The DH job could go to one of five players - including Mauer and Morneau - depending on what manager Ron Gardenhire decides to do.
The Twins added aging Jamey Carroll from the Dodgers to play shortstop but they have not cut Tsuyoshi Nishioka loose so they might still have plans for the former Japanese superstar. Alexi Casilla has the kind of speed Gardy wants but he has to give the Twins more than 97 games. Third baseman Danny Valencia turned out the infield's top power numbers, 15 homers and 72 RBIs, but the Twins saw him hit .310 in 2010 and his batting average slipped to .246 last year. One of the most miserable, and telling, statistics about the 2011 season was that the Twins fell from fifth to 28th in team fielding percentage.
Ben Revere stepped up and played a good center field for the Twins last year after Denard Span was lost to a concussion in June. He might have to stay there if Span cannot come back from the concussion.
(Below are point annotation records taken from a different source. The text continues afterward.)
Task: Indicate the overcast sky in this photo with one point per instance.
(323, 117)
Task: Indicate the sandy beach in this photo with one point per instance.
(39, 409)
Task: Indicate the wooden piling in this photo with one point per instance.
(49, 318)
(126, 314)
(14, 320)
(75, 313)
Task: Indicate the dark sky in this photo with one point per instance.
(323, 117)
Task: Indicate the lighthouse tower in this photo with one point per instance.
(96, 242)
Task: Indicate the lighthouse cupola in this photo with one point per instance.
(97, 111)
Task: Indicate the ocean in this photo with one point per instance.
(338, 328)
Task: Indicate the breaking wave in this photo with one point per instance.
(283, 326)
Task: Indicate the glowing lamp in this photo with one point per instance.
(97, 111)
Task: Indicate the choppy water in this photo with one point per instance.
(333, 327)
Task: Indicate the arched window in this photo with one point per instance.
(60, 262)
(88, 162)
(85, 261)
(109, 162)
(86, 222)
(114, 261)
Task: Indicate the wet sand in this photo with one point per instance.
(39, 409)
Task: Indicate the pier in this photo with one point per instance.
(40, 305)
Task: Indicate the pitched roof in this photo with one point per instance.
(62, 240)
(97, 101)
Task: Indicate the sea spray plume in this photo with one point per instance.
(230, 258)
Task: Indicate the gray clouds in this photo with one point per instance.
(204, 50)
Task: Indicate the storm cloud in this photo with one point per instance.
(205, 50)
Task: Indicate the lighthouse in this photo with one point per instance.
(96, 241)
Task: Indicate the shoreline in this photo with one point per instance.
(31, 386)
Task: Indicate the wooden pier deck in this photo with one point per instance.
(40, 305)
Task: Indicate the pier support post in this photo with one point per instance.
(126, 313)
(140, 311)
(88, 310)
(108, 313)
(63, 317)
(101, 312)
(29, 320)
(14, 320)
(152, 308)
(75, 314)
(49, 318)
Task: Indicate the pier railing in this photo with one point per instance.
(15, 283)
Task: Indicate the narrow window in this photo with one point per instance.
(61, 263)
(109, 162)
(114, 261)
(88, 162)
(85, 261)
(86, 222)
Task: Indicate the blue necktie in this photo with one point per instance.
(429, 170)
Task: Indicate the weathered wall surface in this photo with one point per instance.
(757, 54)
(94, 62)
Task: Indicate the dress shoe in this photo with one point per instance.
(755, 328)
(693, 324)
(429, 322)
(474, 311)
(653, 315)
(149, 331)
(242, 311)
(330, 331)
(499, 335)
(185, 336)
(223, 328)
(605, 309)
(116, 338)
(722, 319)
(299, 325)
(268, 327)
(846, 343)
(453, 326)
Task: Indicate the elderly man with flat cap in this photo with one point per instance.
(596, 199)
The Twins have a lot to prove with their bats. The team hit an AL-worst 103 homers last year. Outdoor baseball seems to have permanently messed up their long ball swings. They hit 172 dingers in 2009, their last season under the Dome.
Do not expect miracles from Minny's pitching staff. Carl Pavano, Scott Baker, Nick Blackburn, Brian Duensing and Francisco Liriano all have starting experience but do not mistake them for one of the AL's better staffs. All five of them spent time on the DL last year. A good yardstick for starting pitchers is innings pitched. Pavano's 222 innings last year was impressive with the support he had he could not produce miracles as his 9-13 record and 4.30 ERA showed. Duensing was the next with 161 innings and Blackburn threw 148 frames.
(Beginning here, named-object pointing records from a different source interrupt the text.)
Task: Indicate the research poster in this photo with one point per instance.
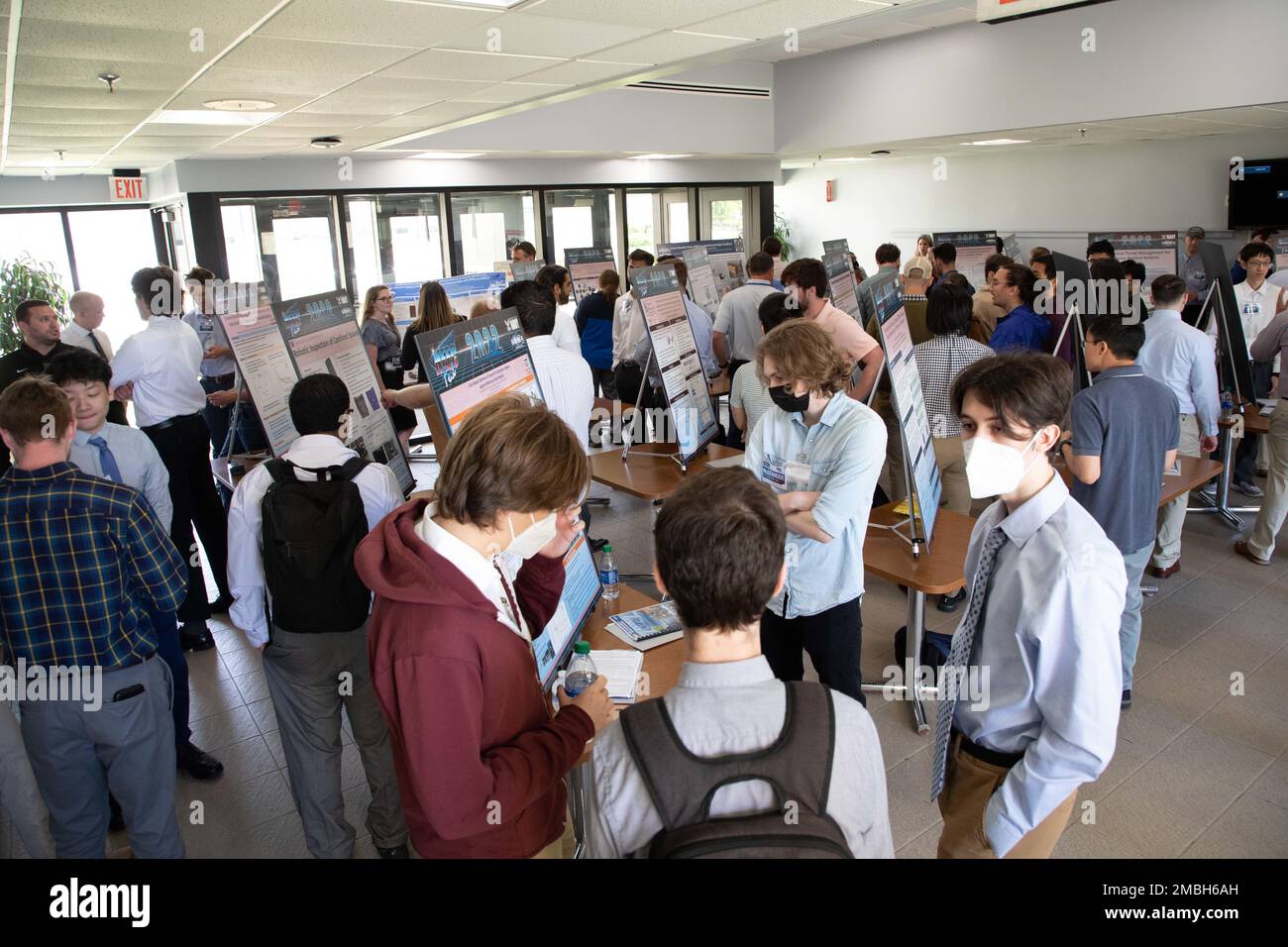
(702, 279)
(464, 291)
(910, 405)
(677, 355)
(322, 335)
(1155, 250)
(585, 264)
(974, 248)
(840, 278)
(263, 360)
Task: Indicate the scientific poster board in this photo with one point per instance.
(840, 278)
(702, 279)
(585, 264)
(677, 355)
(974, 248)
(918, 446)
(1155, 250)
(726, 258)
(322, 335)
(464, 291)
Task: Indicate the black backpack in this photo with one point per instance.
(310, 531)
(798, 766)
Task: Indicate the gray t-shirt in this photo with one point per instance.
(1129, 421)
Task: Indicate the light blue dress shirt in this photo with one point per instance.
(1184, 360)
(842, 455)
(1048, 643)
(137, 459)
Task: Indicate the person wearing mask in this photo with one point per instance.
(558, 281)
(1014, 291)
(433, 311)
(820, 454)
(1009, 759)
(125, 455)
(807, 285)
(84, 331)
(301, 661)
(1124, 440)
(1258, 303)
(104, 566)
(593, 322)
(384, 350)
(159, 368)
(463, 582)
(1183, 359)
(42, 339)
(720, 543)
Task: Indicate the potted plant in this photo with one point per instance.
(21, 279)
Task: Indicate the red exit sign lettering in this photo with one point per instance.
(127, 188)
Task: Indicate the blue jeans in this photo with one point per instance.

The Twins are throwing Jason Marquis, a journeyman right-hander with the Nationals and Diamondbacks, into this year's starting ranks and hoping for the best.
Some people might say there is potential because their staff ERA was 3.95 in 2010 - the fifth best in the AL - but the fact is that last year it dropped to 4.58 - 13th out of the AL's 14 teams.
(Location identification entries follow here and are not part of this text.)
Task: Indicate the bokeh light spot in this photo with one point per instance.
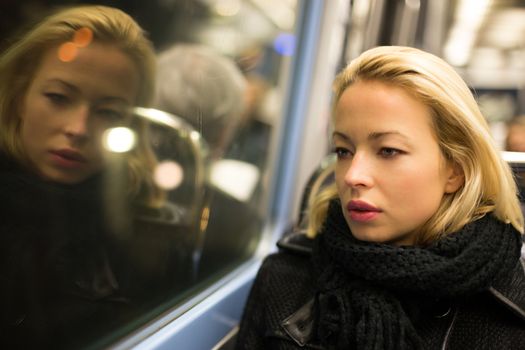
(83, 37)
(168, 175)
(67, 52)
(119, 140)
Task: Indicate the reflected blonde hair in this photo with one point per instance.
(462, 132)
(20, 62)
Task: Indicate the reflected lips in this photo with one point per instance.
(361, 211)
(68, 158)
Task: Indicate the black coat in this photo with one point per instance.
(281, 304)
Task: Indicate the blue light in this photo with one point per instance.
(284, 44)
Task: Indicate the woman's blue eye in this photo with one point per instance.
(388, 152)
(341, 152)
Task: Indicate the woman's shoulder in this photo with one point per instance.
(293, 256)
(287, 271)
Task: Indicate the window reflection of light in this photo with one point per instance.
(284, 44)
(227, 7)
(236, 178)
(119, 140)
(168, 175)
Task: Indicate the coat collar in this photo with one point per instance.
(510, 291)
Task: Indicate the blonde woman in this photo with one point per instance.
(416, 245)
(74, 75)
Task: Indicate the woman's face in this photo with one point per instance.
(69, 105)
(390, 173)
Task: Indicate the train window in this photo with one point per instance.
(182, 197)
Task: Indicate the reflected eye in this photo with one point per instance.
(57, 98)
(110, 114)
(388, 152)
(342, 153)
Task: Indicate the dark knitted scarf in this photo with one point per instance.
(359, 282)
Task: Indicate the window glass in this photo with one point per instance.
(183, 196)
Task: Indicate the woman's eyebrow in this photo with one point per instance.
(382, 134)
(372, 136)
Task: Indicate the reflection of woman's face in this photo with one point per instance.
(69, 105)
(390, 174)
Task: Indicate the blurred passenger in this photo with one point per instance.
(207, 89)
(203, 87)
(416, 244)
(515, 141)
(69, 79)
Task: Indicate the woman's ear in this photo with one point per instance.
(455, 178)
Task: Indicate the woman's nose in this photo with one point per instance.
(359, 173)
(77, 124)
The fact that the Twins are handing the ball to Matt Capps after losing Joe Nathan to the Rangers shows they have plenty of confidence in their closer but a 4.25 ERA and 15 saves is not going to scare too many teams. Nor will the middle relievers that they seem to be assembling - Jose Mijares, Glen Perkins and former Detroit righty Joel Zumaya.
Terry Ryan is back aboard and perhaps some of his wheeling and dealing will put the Twins back on track in time but Ryan is going to need a lot of breaks on the field - and not the kind that put you on the DL.